Design: The pathology database of The Medical Center was searched for all breast core biopsies from 2008 through 2010. All cases with a core biopsy diagnosis of a papillary lesion were included. In all cases other pathologic diagnosis were reviewed and if a diagnosis of BCa was also found it was then determined if it was anatomically separate from the papillary lesion, defined as within a different quadrant of the ipsilateral breast or occurring in the contralateral breast. We also recorded whether the BCa occurred prior to, concurrent with, or after the diagnosis of the papillary lesion. As a comparison group we recorded a similiar number of cases with a BCa diagnosis (either invasive cancer or DCIS) on breast core biopsy during 2008 to 2010 to determine the incidence of an anatomically separate second cancer in this known high risk group.
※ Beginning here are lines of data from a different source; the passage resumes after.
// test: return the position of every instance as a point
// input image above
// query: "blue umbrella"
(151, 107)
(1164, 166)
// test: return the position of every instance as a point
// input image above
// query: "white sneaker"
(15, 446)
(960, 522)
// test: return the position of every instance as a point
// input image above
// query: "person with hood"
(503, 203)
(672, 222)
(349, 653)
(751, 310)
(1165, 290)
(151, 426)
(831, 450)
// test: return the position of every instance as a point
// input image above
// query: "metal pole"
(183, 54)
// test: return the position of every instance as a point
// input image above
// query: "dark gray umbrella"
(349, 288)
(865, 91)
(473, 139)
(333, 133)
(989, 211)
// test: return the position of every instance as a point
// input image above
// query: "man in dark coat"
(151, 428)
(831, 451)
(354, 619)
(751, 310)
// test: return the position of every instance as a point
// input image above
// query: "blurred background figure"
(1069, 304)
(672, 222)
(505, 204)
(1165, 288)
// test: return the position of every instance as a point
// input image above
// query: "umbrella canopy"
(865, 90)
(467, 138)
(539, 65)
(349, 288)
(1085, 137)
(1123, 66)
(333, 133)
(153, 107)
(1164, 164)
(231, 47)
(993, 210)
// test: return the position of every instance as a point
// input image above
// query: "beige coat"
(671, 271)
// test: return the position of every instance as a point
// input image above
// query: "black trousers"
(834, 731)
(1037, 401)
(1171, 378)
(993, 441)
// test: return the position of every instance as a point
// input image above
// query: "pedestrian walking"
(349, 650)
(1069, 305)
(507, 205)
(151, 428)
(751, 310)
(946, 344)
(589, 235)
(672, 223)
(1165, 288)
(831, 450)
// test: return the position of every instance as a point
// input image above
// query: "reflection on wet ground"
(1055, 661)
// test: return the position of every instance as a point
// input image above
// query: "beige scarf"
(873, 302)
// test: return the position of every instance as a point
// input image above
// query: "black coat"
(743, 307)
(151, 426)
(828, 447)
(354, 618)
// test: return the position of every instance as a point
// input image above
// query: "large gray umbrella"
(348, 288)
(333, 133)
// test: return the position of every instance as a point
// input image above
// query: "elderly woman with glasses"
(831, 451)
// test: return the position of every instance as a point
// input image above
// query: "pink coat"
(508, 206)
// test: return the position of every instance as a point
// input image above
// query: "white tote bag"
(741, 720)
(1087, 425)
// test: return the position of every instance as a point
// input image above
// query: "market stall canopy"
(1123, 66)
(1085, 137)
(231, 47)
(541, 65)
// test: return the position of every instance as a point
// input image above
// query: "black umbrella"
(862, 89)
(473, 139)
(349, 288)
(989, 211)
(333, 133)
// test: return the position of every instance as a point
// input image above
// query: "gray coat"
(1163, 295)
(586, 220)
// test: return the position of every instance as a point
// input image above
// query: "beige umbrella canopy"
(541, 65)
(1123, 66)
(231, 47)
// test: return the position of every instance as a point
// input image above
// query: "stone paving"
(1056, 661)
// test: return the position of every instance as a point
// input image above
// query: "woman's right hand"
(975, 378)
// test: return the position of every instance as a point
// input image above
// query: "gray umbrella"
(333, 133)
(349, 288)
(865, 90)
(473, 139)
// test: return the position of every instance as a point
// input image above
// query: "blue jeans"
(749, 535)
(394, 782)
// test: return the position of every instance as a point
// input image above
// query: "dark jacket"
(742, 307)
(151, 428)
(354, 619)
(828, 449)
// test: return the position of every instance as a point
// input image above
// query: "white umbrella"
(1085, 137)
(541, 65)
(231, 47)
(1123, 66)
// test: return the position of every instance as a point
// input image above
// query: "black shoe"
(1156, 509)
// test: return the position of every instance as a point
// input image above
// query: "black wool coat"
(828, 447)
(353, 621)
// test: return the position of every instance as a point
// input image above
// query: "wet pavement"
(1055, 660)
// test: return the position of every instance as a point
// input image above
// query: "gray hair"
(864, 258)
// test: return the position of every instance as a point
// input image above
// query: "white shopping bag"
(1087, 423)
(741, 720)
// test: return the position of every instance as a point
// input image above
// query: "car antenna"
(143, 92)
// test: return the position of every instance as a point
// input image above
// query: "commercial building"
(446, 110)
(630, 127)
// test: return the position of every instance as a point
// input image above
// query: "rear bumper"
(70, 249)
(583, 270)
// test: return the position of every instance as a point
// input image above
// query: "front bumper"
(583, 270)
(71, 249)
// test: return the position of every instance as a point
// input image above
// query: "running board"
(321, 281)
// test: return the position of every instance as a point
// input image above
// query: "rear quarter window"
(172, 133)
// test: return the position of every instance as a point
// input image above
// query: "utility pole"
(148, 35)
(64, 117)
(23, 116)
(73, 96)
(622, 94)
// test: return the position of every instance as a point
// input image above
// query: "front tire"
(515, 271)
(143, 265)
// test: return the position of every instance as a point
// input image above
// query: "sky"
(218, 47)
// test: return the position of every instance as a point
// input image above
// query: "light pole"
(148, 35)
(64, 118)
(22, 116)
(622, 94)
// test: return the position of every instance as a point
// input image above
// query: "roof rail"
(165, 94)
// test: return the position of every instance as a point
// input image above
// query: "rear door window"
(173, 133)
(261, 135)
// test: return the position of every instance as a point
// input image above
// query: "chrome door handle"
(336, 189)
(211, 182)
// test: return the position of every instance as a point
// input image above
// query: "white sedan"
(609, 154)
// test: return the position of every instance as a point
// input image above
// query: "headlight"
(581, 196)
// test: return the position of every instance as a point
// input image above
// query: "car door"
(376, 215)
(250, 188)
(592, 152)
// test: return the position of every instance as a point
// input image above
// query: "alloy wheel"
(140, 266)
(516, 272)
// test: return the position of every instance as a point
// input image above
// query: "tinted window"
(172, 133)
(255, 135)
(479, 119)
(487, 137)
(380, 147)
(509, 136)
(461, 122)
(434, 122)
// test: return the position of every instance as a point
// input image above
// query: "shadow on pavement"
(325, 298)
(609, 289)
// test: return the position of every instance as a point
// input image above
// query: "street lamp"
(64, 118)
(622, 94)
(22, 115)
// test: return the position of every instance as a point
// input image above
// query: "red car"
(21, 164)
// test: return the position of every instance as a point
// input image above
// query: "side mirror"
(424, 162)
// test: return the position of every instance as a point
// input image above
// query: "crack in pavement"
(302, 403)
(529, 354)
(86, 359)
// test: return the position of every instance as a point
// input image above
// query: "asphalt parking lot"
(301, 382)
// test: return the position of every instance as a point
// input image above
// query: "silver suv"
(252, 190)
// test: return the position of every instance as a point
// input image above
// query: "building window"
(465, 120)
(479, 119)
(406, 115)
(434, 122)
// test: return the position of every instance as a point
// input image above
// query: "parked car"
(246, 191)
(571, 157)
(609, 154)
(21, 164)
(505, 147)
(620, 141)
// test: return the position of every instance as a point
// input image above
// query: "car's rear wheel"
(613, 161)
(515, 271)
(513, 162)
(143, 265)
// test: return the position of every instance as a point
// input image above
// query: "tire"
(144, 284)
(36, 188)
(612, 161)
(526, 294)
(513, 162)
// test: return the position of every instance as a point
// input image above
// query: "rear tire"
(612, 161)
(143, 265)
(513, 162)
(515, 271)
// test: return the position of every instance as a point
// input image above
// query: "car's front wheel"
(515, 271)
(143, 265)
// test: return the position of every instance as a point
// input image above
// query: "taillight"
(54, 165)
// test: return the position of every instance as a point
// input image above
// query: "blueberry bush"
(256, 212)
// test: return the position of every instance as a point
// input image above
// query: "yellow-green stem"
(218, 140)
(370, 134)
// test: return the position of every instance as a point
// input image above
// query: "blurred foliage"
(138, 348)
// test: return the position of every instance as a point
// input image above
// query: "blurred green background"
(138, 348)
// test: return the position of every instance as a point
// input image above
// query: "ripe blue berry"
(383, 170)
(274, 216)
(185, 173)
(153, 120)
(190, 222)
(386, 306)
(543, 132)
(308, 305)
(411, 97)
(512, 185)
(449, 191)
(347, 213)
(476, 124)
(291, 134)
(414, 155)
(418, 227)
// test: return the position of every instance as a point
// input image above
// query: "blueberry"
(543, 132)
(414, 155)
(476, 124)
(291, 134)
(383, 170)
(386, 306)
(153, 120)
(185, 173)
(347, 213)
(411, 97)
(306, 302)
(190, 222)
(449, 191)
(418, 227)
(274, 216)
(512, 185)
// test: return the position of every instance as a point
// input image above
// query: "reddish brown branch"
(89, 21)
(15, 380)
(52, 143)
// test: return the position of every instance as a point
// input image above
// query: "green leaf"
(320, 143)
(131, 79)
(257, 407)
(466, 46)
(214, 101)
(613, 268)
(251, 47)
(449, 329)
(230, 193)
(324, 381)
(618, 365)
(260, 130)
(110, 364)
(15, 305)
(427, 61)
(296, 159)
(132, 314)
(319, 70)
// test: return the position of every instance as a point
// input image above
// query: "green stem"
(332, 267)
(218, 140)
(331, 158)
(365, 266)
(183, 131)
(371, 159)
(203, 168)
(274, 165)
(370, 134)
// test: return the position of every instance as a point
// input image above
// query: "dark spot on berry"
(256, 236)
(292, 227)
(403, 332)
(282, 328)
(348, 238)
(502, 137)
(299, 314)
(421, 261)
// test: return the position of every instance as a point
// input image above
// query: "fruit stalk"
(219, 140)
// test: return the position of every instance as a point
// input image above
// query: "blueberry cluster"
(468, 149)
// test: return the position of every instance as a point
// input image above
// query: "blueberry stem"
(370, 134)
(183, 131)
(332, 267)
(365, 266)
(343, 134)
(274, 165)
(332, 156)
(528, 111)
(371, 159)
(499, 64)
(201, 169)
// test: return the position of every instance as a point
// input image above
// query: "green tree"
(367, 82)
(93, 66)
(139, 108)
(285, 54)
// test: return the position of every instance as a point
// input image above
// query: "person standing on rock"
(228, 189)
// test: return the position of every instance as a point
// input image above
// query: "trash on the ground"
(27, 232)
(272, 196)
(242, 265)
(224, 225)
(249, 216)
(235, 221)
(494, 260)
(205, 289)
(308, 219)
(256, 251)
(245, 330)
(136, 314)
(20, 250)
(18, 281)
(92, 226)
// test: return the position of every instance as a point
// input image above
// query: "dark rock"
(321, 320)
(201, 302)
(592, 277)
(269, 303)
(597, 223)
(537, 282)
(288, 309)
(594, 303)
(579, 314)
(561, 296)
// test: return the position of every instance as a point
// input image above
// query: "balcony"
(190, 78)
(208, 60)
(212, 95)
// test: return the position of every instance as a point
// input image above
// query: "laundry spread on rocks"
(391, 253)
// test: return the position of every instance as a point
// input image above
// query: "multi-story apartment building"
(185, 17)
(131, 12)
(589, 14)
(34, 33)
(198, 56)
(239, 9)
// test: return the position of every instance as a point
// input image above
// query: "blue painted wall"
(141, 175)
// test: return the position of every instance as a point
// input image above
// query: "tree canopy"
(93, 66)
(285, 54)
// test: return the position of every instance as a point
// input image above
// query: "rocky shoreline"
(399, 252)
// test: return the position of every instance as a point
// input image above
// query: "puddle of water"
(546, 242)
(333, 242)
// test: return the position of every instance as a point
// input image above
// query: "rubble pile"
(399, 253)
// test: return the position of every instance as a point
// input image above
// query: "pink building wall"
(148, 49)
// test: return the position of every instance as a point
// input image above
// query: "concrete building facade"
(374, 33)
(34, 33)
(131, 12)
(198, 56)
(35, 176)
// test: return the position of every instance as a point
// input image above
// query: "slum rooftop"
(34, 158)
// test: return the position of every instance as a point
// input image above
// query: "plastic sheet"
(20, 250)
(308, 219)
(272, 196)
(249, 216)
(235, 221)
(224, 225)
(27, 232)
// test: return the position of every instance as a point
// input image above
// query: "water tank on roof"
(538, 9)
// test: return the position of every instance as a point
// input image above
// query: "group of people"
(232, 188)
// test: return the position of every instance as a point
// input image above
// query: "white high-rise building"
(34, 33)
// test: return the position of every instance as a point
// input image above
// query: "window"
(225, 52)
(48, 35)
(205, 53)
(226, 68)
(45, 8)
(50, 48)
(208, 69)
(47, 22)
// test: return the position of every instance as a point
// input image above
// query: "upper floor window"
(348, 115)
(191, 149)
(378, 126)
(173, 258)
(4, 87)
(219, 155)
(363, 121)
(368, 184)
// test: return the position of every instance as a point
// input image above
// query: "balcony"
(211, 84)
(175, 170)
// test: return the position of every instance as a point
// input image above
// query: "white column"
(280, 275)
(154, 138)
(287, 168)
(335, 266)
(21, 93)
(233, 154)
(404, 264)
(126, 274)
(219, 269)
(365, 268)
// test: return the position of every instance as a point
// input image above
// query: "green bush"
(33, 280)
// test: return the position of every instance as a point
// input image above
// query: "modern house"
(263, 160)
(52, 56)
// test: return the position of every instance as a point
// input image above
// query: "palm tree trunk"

Results: Between 2008 and 2010 there were 125 papillary lesions diagnosed on breast core biopsy. In 25 of these 125 cases there was an anatomically separate BCa for an incidence of 20%. Of note in 23 of these 25 cases the core biopsy showing a papillary lesion contained a papilloma and 2 showed denovo papillary cancer. The anatomically separate Bca was contralateral in 20 cases, ipsilateral in 4 cases and bilateral in one case. The cancer occured prior to the papillary diagnosis in 11 cases, concurrently in 11 cases and afterward in 3 cases. In the control group of 125 patients with a breast core biopsy diagnosis of Bca over the same time period there were only 12 anatomically second separate breast cancers diagnosed for an incidence of 10%.
Conclusions: A diagnosis of a papillary lesion on breast core biopsy was associated with a 20% incidence of an anatomically separate breast cancer and the majority of these cancers were in the contralateral breast. Our results suggest that some patients with a papillary lesion on breast core biopsy may benefit from high risk imaging surveillance and clinical screening. Additional study is warranted to define this group.